LA RELATION était soupçonnée, mais la preuve objective manquait. C’est chose faite grâce à un travail sino-américain. Aux âges moyens de la vie, un sommeil insuffisant ou de mauvaise qualité peut conduire à une hypertension artérielle. Mais, alors que les études antérieures étaient fondées sur des enquêtes déclaratives concernant le sommeil, celle de Kristen L. Knutson et coll. a pu les mesurer précisément. Ce qui en fait toute la valeur.
La particularité, donc, de cette étude est d’avoir mis à disposition des participants un actigraphe. Cette espèce de bracelet-montre est en réalité un appareil de monitoring enregistrant les périodes d’activité. Grâce à un accéléromètre omnidirectionnel hypersensible, il analyse les mouvements du poignet toutes les 30 secondes.
Âgés de 33 à 45 ans.
C’est dans le cadre de l’étude CARDIA (pour, en anglais : apparition d’un risque coronarien chez des adultes jeunes), qu’un sous-groupe de volontaires a été sélectionné. Il s’agissait de 578 hommes et femmes, Afro-américains ou Caucasiens, âgés de 33 à 45 ans, à l’enrôlement. Leur pression artérielle avait été mesurée en 2000 et 2001, puis en 2005 et 2006. Entre 2003 et 2005, à deux reprises (à un an d’écart) et sur des périodes de trois jours ils ont porté l’actigraphe. Les auteurs ont ainsi disposé des périodes de sommeil et des durées réelles de sommeil (le maintien).
Les corrélations, effectuées de façon croisée et longitudinale, montrent que des périodes réduites de sommeil ou de maintien prédisent des modifications significatives à la hausse des chiffres tensionnels systoliques et diastoliques. De même, elles suggèrent une élévation plus forte des systoliques et une moindre diminution des diastoliques, sur les cinq années de suivi. Ces données demeurent valides après ajustement en fonction de l’âge, de l’ethnie et du sexe. En revanche, la prise en compte de co-variables socio-économiques ou sanitaires affaiblit la puissance de la relation, sans toutefois lui faire perdre sa significativité. À la condition qu’elles coexistent et ne soient pas prises indépendamment.

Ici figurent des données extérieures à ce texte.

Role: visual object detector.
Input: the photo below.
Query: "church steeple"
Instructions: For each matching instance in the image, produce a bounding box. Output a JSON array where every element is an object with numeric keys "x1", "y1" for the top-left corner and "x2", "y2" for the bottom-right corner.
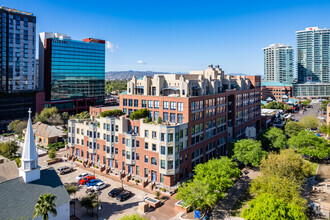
[{"x1": 19, "y1": 109, "x2": 40, "y2": 183}]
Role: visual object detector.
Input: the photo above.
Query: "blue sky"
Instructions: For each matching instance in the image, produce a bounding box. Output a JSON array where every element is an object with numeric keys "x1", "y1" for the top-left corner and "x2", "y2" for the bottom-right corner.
[{"x1": 1, "y1": 0, "x2": 330, "y2": 75}]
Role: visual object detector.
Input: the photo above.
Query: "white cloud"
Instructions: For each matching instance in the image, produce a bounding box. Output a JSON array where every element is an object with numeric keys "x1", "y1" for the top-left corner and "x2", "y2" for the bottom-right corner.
[
  {"x1": 105, "y1": 41, "x2": 119, "y2": 53},
  {"x1": 136, "y1": 60, "x2": 146, "y2": 64}
]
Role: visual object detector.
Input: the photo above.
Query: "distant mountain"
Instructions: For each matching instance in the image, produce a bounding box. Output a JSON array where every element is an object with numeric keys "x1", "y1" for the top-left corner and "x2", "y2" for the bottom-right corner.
[{"x1": 105, "y1": 70, "x2": 177, "y2": 80}]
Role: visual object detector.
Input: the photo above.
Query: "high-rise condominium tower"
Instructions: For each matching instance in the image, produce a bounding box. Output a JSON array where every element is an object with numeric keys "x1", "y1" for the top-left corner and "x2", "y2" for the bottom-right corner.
[
  {"x1": 0, "y1": 6, "x2": 36, "y2": 93},
  {"x1": 296, "y1": 27, "x2": 330, "y2": 82},
  {"x1": 263, "y1": 44, "x2": 293, "y2": 83}
]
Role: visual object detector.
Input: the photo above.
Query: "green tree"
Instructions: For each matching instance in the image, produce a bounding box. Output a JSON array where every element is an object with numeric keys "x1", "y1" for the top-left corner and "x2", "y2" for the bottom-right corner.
[
  {"x1": 299, "y1": 116, "x2": 319, "y2": 129},
  {"x1": 0, "y1": 141, "x2": 19, "y2": 159},
  {"x1": 34, "y1": 107, "x2": 58, "y2": 124},
  {"x1": 285, "y1": 121, "x2": 304, "y2": 137},
  {"x1": 250, "y1": 175, "x2": 307, "y2": 208},
  {"x1": 48, "y1": 148, "x2": 56, "y2": 159},
  {"x1": 8, "y1": 120, "x2": 20, "y2": 131},
  {"x1": 33, "y1": 193, "x2": 57, "y2": 220},
  {"x1": 119, "y1": 214, "x2": 148, "y2": 220},
  {"x1": 265, "y1": 127, "x2": 286, "y2": 150},
  {"x1": 176, "y1": 179, "x2": 218, "y2": 211},
  {"x1": 260, "y1": 149, "x2": 313, "y2": 183},
  {"x1": 242, "y1": 193, "x2": 308, "y2": 220},
  {"x1": 288, "y1": 130, "x2": 330, "y2": 159},
  {"x1": 194, "y1": 157, "x2": 241, "y2": 197},
  {"x1": 234, "y1": 139, "x2": 267, "y2": 166},
  {"x1": 65, "y1": 183, "x2": 78, "y2": 216}
]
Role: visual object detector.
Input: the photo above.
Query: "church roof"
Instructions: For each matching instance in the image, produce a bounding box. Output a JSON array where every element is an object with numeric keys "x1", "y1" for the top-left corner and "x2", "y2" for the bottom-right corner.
[
  {"x1": 21, "y1": 110, "x2": 38, "y2": 161},
  {"x1": 0, "y1": 168, "x2": 71, "y2": 219}
]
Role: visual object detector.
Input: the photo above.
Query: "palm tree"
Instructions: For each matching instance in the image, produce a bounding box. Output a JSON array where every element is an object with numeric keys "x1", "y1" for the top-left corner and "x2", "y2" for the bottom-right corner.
[
  {"x1": 65, "y1": 183, "x2": 78, "y2": 216},
  {"x1": 33, "y1": 193, "x2": 57, "y2": 220}
]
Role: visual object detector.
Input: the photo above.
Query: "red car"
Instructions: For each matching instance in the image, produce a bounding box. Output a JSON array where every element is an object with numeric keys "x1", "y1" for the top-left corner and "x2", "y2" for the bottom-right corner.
[{"x1": 79, "y1": 176, "x2": 95, "y2": 185}]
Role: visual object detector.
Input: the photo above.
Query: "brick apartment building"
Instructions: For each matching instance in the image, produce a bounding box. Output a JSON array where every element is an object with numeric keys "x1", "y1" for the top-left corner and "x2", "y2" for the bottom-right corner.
[{"x1": 68, "y1": 65, "x2": 261, "y2": 186}]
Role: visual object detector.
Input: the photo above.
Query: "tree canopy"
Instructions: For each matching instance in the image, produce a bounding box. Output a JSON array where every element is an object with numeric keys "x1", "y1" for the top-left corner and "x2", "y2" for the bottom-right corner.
[
  {"x1": 176, "y1": 157, "x2": 241, "y2": 211},
  {"x1": 299, "y1": 116, "x2": 320, "y2": 129},
  {"x1": 260, "y1": 149, "x2": 313, "y2": 182},
  {"x1": 33, "y1": 193, "x2": 57, "y2": 220},
  {"x1": 285, "y1": 121, "x2": 304, "y2": 137},
  {"x1": 288, "y1": 130, "x2": 330, "y2": 159},
  {"x1": 265, "y1": 127, "x2": 286, "y2": 150},
  {"x1": 234, "y1": 139, "x2": 267, "y2": 166},
  {"x1": 242, "y1": 193, "x2": 308, "y2": 220}
]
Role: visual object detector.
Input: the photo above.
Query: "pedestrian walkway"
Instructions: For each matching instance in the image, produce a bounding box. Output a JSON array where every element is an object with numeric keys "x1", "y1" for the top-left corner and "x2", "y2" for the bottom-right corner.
[{"x1": 211, "y1": 170, "x2": 260, "y2": 220}]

Un constat d’importance est celui lié au sexe et à l’ethnie. Les auteurs remarquent des chiffres tensionnels plus élevés chez les hommes, tout particulièrement afro-américains. Il est connu que ces derniers dorment moins que les femmes caucasiennes. Ce qui pourrait laisser entendre l’existence d’un lien entre l’hypertension artérielle relevée plus souvent dans la population afro-américaine masculine et une carence de sommeil.
Les femmes déclarant ronfler.
En analyse secondaire, il apparaît aussi que les femmes déclarant ronfler ont un risque plus élevé d’hypertension que les ronfleurs. Il faudrait y voir la conséquence d’une plus grande prévalence d’apnées du sommeil dans la population des femmes ronfleuses que dans celle des hommes.
Les auteurs attribuent à leur travail plusieurs points forts : la mesure longitudinale de la pression artérielle, l’évaluation objective des périodes de sommeil, la qualité des enregistrements sur 6 jours. Mais ils admettent aussi quelques faiblesses : l’actigraphe, qui se fonde sur les mouvements est moins fiable qu’une polysomnographie ; les troubles du sommeil liés à des difficultés respiratoires ne sont pas documentés.
Reste un grand point d’interrogation : la physiopathologie. Pour l’instant seulement des études de laboratoires peuvent fournir une piste explicative. Une privation partielle de sommeil est associée à une augmentation du tonus nerveux sympathique responsable d’une HTA.
Ce travail ouvre donc plus une voie de recherche, qu’il n’apporte de réponses. Comme l’écrivent les auteurs : « Des études d’intervention sont nécessaires pour déterminer si l’optimisation de la durée et de la qualité du sommeil peut réduire le risque d’élévation des chiffres tensionnels ».
Arch Intern Med, vol 169 (n°11) 8 juin 2009, pp ; 1005-1061.